There are far more important economic issues with respect to nuclear power. Nearly all technologies decrease in cost as we gain experience and as the scale of installation increases. We have seen this most dramatically in the case of solar photovoltaics over the past decade, a technology for which costs have dropped by 80-90% from where they were a few years ago. Nuclear power may be the only counterexample to this pattern (see here and here). There has been a steady increase in the cost of building nuclear power plants over time, partly due to the need for redundant and complex safety measures.

Adding nuclear power is now significantly more expensive than most alternatives, including wind power. New plants to be built in England are receiving a 35-year government price guarantee to the power companies that is twice the current cost of electricity there. The European project to build relatively inexpensive reactors with substantially reduced construction times in France and Finland has not worked out that way at all. Likewise, plants being built in Georgia can take advantage of several billion dollars in federal government loan guarantees and work with guaranteed rate-hikes to recover whatever costs are incurred in construction. Finally, in the U.S. there is a federal program that limits costs to the nuclear power industry in case of accidents, a kind of insurance for which we the taxpayers will cover costs for which no private insurer would ever take the risk.

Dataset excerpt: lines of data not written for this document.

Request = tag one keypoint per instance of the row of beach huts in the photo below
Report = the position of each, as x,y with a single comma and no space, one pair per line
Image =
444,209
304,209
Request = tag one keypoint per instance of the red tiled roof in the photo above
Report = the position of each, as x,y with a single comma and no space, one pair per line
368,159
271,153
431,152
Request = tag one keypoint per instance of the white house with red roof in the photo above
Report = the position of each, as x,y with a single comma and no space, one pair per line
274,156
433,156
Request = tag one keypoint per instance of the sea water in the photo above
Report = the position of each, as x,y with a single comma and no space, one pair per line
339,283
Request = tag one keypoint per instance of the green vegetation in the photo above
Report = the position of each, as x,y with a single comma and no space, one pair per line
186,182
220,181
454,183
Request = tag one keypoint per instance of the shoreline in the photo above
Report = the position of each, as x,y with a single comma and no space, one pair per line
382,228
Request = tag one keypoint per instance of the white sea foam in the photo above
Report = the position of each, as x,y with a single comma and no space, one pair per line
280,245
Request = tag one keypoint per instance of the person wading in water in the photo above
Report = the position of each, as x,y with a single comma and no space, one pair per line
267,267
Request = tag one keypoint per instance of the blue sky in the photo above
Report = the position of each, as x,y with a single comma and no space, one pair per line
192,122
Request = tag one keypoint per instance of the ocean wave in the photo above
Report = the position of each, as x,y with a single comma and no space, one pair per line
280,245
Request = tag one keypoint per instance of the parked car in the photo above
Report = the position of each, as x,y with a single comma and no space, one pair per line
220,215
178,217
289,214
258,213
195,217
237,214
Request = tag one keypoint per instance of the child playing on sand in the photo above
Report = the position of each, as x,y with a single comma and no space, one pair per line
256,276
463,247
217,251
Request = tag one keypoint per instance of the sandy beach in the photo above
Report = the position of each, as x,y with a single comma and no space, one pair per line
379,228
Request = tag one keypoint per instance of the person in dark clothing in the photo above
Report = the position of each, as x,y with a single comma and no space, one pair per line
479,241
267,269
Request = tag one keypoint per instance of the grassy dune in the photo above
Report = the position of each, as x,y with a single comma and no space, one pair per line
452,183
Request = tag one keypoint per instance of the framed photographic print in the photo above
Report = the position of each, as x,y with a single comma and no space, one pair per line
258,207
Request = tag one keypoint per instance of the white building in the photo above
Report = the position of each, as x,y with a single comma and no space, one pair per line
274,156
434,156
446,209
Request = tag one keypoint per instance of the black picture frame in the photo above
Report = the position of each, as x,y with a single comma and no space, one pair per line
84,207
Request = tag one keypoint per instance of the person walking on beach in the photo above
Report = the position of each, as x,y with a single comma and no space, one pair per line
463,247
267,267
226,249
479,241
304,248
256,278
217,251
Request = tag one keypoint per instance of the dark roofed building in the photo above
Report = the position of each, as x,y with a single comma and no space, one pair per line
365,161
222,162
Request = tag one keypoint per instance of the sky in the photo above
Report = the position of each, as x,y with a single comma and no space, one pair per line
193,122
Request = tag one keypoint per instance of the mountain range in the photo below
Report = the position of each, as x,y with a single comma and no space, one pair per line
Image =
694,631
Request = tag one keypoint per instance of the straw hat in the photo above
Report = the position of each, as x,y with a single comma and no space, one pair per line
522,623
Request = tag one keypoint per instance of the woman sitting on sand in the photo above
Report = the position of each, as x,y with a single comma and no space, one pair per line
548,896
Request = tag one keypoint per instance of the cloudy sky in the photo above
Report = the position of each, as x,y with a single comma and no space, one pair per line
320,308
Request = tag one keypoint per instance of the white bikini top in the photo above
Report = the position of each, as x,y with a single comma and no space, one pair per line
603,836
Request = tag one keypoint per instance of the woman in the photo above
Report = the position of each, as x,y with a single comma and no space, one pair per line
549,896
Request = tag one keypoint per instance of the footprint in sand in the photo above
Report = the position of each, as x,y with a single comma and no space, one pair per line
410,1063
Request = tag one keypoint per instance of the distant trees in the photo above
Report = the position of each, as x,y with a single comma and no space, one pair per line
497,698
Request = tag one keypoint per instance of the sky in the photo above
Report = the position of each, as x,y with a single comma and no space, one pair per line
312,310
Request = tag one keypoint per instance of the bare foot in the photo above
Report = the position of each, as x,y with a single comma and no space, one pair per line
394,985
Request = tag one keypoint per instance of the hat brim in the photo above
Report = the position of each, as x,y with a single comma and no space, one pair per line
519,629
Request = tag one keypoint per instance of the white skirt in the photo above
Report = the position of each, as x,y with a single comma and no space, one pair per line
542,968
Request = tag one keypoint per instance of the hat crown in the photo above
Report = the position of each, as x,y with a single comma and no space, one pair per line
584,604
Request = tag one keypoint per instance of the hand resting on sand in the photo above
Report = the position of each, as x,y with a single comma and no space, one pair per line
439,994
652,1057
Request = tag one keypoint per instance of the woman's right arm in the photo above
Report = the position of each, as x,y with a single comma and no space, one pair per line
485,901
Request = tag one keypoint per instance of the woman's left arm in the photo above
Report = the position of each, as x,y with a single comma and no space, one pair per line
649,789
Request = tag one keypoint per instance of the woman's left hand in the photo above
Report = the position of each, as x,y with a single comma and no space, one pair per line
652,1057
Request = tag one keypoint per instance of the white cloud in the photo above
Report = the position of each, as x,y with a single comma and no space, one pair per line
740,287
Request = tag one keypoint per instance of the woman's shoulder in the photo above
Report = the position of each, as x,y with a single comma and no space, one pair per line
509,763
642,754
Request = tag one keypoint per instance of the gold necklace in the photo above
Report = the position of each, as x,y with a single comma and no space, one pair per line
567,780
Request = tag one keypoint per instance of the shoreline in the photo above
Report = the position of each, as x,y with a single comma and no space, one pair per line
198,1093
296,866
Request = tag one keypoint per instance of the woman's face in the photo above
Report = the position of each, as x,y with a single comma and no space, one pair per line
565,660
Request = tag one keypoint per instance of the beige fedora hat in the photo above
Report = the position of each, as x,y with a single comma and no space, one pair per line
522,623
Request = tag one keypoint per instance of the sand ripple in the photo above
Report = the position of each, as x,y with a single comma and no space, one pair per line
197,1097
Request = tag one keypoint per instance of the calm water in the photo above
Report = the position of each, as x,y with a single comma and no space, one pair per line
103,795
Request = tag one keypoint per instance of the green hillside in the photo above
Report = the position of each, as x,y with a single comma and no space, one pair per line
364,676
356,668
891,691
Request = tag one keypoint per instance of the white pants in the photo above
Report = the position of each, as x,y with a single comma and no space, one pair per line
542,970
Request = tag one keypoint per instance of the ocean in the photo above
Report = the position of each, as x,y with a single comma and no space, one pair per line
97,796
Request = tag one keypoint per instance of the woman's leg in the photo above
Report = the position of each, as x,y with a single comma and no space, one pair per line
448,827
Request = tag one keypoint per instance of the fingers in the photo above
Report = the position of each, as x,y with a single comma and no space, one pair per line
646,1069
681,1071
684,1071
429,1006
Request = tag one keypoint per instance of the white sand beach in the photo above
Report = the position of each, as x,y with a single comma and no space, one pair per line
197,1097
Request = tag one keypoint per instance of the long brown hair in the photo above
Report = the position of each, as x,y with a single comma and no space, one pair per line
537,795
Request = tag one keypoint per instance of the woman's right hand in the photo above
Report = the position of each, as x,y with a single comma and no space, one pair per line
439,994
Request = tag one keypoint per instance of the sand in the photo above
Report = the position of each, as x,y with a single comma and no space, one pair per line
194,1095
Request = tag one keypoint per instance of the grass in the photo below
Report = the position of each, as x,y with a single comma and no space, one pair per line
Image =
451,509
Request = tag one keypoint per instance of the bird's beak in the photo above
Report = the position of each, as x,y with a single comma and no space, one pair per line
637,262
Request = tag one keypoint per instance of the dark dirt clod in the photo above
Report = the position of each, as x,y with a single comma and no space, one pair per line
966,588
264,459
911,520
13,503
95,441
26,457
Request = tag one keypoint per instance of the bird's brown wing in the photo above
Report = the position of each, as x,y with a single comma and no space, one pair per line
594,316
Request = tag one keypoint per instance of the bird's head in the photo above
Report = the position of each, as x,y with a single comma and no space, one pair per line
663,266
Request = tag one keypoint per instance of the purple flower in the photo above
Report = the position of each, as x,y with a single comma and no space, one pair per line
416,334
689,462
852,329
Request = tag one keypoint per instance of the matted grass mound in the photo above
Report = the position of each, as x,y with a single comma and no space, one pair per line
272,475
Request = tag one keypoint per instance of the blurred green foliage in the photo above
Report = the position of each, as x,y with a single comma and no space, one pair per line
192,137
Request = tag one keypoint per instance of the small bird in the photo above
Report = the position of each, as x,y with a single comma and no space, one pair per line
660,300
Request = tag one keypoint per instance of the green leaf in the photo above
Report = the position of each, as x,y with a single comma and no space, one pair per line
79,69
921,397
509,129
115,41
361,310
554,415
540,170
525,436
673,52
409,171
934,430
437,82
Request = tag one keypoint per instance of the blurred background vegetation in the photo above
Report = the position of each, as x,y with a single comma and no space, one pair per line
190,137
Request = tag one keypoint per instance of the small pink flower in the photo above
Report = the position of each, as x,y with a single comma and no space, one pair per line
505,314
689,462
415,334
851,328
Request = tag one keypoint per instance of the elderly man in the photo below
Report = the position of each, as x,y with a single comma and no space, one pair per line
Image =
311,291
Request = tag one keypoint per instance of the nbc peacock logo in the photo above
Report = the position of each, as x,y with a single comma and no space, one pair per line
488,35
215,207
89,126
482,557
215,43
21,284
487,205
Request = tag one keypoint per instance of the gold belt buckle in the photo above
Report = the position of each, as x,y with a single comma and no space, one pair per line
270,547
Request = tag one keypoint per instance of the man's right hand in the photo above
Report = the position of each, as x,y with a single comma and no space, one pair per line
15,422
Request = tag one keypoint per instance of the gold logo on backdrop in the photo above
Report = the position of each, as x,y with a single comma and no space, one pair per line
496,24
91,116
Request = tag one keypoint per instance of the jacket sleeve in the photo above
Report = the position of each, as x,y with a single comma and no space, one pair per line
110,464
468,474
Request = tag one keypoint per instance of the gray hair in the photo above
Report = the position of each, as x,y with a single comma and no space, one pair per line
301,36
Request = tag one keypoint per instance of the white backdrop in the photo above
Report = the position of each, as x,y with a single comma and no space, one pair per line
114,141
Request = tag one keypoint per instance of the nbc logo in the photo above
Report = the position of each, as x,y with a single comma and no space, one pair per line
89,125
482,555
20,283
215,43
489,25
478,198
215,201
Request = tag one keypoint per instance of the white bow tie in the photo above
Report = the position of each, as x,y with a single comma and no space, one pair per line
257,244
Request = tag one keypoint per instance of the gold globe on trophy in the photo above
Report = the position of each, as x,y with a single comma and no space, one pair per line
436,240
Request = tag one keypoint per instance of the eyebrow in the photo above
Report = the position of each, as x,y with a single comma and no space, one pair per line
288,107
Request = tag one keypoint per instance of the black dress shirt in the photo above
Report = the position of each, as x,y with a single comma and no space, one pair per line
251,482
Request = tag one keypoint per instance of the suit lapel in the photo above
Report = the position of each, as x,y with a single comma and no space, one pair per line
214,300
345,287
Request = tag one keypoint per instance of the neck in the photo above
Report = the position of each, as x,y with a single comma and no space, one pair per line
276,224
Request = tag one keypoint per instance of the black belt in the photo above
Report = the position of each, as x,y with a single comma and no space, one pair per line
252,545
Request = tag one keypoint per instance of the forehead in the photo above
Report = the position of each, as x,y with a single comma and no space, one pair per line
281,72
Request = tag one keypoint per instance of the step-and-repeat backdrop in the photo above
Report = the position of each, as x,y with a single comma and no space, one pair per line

Germany made a decision to exit nuclear power within a decade, by which time the country will be providing 35-40% of its electricity from renewables. In the US we are in an even stronger position to both increase energy efficiency, since we use more energy for the same economic output than other industrialized countries, and at the same time take advantage of our vast renewable energy resources. The National Renewable Energy Laboratory has provided scenarios for reaching 80% renewable energy electricity by the middle of the century, the same goal that Germany has for its power system. However, in a power system with a high penetration of renewables, nuclear power is poorly suited for providing the flexible complementary generation capacity that will be necessary. Furthermore, as renewables gain greater penetration, there will be less and less need for what is conventionally known as baseload power, those sources running 24/7. One secondary consequence of this dynamic is that the economics of nuclear power become even worse if the plants are restricted in the number of hours they are required to operate.

The issue of nuclear waste disposal, which has not yet been satisfactorily resolved, has not even been mentioned yet. In addition, there is no other energy source about which we must continually fear the slightest human error. It is clear that coal power currently kills vastly more people than nuclear power ever has. But the catastrophic events around Chernobyl, Three Mile Island and Fukushima have left long-term scars over large areas and dislocated hundreds of thousands of people.

There is one more issue with nuclear power that is rarely mentioned. If we look at debates right now about Iran's nuclear program, the subtext is that we (Industrialized countries? Western countries? The U.S. alone?) should be allowed to determine who else is admitted to the nuclear club, or at the very least, that we should have the option of tightly controlling access to nuclear technology and fuel. This attitude represents a new kind of energy colonialism and should be unacceptable in the 21st century.

Fundamentally, a sustainable energy system cannot be one that raises fears of societal dislocation, catastrophic accidents or the spread of weapons as a by-product. It is also hard to reconcile sustainability in a global sense with a technology that results in a few countries, the nuclear powers, determining which other countries may or may not have access to the technology. Most importantly, a sustainable energy system cannot be one that leaves its waste to be cleaned up by future generations - especially when other options do exist.